Rolande dit que « parfois il est difficile d’être français » ; je dirai plutôt que cet orgueil démesuré auquel elle fait référence est un trait surtout « parisien » qui moleste non seulement les étrangers mais aussi pas mal de Français… non-parisiens. D’un autre côté, les Belges ne sont pas moyens orgueilleux envers les non-francophones; je dois avouer que, sauf quelques exceptions, je rencontre plus de discrimination en Wallonie qu’au Luxembourg ou en France. J’en attribue la raison au fait que la Belgique est un pays assez récent qui se cherche encore une identité et qui, se sentant soi-disant menacée culturellement par la France, essaie de se libérer de ce complexe en exerçant cette pression ressentie sur les non-francophones. La psychologie nous renseigne bien sur le complexe : celui qui a été violenté essaiera de violenter à son tour. La Belgique a besoin de trouver son équilibre et son identité culturelle qui passe par la reconnaissance de ses écrivains et de ses intellectuels.

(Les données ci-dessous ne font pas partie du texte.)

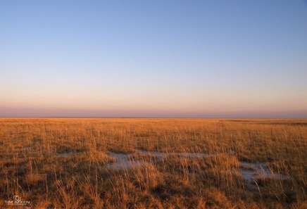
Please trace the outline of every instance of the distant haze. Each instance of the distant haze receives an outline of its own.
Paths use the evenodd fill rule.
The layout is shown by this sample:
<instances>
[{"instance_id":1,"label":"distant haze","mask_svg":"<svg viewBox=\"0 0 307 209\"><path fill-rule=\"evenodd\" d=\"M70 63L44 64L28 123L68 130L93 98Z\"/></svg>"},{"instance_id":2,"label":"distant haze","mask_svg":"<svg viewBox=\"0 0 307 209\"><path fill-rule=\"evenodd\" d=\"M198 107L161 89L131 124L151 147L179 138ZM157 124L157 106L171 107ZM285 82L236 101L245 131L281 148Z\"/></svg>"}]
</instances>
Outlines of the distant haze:
<instances>
[{"instance_id":1,"label":"distant haze","mask_svg":"<svg viewBox=\"0 0 307 209\"><path fill-rule=\"evenodd\" d=\"M1 1L0 117L307 118L304 1Z\"/></svg>"}]
</instances>

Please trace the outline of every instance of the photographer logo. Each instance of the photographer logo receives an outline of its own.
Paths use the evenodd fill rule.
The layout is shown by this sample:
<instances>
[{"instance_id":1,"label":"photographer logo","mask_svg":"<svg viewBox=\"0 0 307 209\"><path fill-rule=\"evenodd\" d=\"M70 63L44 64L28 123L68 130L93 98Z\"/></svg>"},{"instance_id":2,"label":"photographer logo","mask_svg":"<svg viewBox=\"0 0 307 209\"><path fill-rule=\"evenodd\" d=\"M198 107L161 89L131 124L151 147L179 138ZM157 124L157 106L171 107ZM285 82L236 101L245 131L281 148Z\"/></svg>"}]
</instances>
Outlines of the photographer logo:
<instances>
[{"instance_id":1,"label":"photographer logo","mask_svg":"<svg viewBox=\"0 0 307 209\"><path fill-rule=\"evenodd\" d=\"M21 197L17 195L13 196L13 200L5 201L5 202L8 205L26 205L27 204L30 204L29 201L23 201L21 200Z\"/></svg>"}]
</instances>

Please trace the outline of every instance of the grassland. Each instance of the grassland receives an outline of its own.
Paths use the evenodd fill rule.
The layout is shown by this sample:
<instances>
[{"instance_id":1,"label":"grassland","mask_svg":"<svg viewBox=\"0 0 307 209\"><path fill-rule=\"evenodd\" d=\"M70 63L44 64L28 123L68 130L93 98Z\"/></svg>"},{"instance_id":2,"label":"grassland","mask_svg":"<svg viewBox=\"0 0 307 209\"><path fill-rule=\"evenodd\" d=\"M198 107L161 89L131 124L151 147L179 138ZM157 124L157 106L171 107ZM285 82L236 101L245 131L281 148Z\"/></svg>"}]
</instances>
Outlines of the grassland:
<instances>
[{"instance_id":1,"label":"grassland","mask_svg":"<svg viewBox=\"0 0 307 209\"><path fill-rule=\"evenodd\" d=\"M307 208L306 163L307 120L0 118L0 208Z\"/></svg>"}]
</instances>

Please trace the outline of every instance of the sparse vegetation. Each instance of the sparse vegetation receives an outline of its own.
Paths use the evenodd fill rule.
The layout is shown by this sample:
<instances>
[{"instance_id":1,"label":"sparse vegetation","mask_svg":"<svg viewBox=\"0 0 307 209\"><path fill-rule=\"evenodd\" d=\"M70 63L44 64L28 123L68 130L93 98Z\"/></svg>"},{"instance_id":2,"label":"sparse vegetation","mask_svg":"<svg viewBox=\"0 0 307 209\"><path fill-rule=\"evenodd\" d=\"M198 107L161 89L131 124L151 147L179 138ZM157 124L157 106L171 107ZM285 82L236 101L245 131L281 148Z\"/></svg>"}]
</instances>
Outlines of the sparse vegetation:
<instances>
[{"instance_id":1,"label":"sparse vegetation","mask_svg":"<svg viewBox=\"0 0 307 209\"><path fill-rule=\"evenodd\" d=\"M0 208L306 208L306 120L0 118Z\"/></svg>"}]
</instances>

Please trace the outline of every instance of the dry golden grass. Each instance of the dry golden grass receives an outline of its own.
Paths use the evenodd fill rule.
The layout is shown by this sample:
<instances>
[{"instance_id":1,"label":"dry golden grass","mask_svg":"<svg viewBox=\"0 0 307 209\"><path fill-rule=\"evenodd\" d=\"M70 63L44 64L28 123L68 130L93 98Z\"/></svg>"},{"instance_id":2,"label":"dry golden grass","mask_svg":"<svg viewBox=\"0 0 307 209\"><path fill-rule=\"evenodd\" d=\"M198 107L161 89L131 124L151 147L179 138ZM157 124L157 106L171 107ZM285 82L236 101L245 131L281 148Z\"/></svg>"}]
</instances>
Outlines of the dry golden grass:
<instances>
[{"instance_id":1,"label":"dry golden grass","mask_svg":"<svg viewBox=\"0 0 307 209\"><path fill-rule=\"evenodd\" d=\"M0 208L306 208L306 120L0 118Z\"/></svg>"}]
</instances>

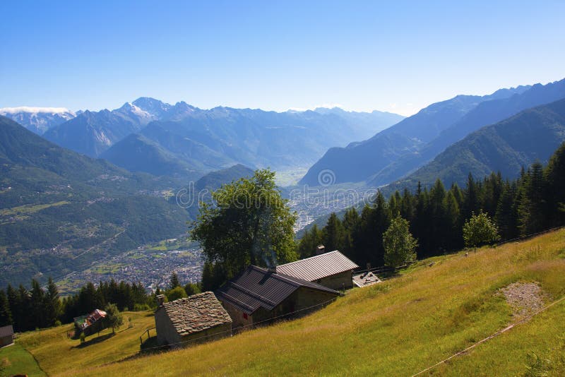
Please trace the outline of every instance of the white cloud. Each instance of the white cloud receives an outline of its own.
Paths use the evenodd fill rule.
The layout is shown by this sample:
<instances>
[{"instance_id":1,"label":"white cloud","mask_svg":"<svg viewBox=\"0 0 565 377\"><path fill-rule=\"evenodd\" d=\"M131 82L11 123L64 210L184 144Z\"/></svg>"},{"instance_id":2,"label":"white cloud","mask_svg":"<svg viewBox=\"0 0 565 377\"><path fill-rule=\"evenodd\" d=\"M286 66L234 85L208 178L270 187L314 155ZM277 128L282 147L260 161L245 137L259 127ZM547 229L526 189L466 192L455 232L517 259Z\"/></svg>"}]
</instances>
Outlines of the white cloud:
<instances>
[{"instance_id":1,"label":"white cloud","mask_svg":"<svg viewBox=\"0 0 565 377\"><path fill-rule=\"evenodd\" d=\"M16 114L18 112L62 114L71 112L69 112L69 109L66 109L65 107L31 107L29 106L20 106L18 107L3 107L0 109L0 113L2 114Z\"/></svg>"}]
</instances>

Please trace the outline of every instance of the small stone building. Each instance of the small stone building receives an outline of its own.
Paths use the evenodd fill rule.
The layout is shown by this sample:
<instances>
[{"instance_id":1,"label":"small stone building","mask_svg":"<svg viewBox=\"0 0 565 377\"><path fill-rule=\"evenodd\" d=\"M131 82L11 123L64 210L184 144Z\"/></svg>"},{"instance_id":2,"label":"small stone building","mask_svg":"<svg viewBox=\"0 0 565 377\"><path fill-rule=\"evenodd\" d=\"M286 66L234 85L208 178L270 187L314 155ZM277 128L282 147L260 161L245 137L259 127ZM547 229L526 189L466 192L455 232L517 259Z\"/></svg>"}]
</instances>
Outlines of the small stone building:
<instances>
[{"instance_id":1,"label":"small stone building","mask_svg":"<svg viewBox=\"0 0 565 377\"><path fill-rule=\"evenodd\" d=\"M321 246L323 247L323 246ZM338 250L278 265L278 274L316 282L332 289L353 287L353 270L359 266Z\"/></svg>"},{"instance_id":2,"label":"small stone building","mask_svg":"<svg viewBox=\"0 0 565 377\"><path fill-rule=\"evenodd\" d=\"M0 347L13 343L13 328L11 325L0 328Z\"/></svg>"},{"instance_id":3,"label":"small stone building","mask_svg":"<svg viewBox=\"0 0 565 377\"><path fill-rule=\"evenodd\" d=\"M73 319L75 324L75 336L78 337L81 333L83 333L85 336L100 333L108 327L105 318L106 312L100 309L95 309L86 316L76 317Z\"/></svg>"},{"instance_id":4,"label":"small stone building","mask_svg":"<svg viewBox=\"0 0 565 377\"><path fill-rule=\"evenodd\" d=\"M159 302L155 313L160 345L177 347L232 335L232 318L214 294L206 292Z\"/></svg>"},{"instance_id":5,"label":"small stone building","mask_svg":"<svg viewBox=\"0 0 565 377\"><path fill-rule=\"evenodd\" d=\"M216 292L233 320L234 329L298 317L334 300L340 292L254 265Z\"/></svg>"}]
</instances>

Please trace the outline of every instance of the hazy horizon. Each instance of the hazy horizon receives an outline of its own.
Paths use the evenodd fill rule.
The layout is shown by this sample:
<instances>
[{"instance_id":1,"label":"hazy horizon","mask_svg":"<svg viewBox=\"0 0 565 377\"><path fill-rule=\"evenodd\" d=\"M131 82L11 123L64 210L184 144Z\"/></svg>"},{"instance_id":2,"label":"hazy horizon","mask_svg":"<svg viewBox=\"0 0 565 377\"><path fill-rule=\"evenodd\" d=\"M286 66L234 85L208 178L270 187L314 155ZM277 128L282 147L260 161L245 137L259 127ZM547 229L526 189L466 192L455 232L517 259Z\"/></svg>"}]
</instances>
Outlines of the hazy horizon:
<instances>
[{"instance_id":1,"label":"hazy horizon","mask_svg":"<svg viewBox=\"0 0 565 377\"><path fill-rule=\"evenodd\" d=\"M564 78L565 4L0 4L0 107L168 103L408 116Z\"/></svg>"}]
</instances>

Le problème réside, toutefois, comme partout dans le monde, dans ses élites… politiquement correctes.

Dulce Rodrigues

Bonjour,

j'ai rejoint le réseau il y a peu et cette discussion m'intéresse. Je suis jeune auteure belge, éditée par un éditeur belge. Il va de soi que le monde littéraire (entendez par là les journaux, les librairies et les bibliothèques) ne s'intéresse pas à ce qui se passe en Belgique. Par contre, et le fait n'est pas unique, l'enseignement a évolué : dans au moins trois écoles de ma région, les adolescentes qui ont lu mon roman ont eu l'occasion de le présenter dans leurs classes de français. Les enseignants ouvrent maintenant un espace pour les élèves où chacun peut présenter une oeuvre qui l'a séduit. Evidemment, les ados sont comme les enfants : ils aiment ou n'aiment pas, mais ne font pas de différence entre les couleurs de peau, la nationlaité de l'auteur, que sais-je encore. C'est donc par ce biais, bien hasardeux, que les écrivains belges entrent dans les écoles. Pour ma part, en poésie, nous avons dû étudier Emile Verhaeren.

Mes enfants ont lu du belge : Gilles Lacq, Eric Dejaegher, Franck Andriat.

Et pour ce qui est des enseignants qui écrivent, l'expérience que j'en ai est qu'ils écrivent leurs expériences d'enseignants...

Moi, j'ai écrit du fantastique, qui ne sera jamais programmé comme lectures dans les écoles... même si le roman plaît aux jeunes.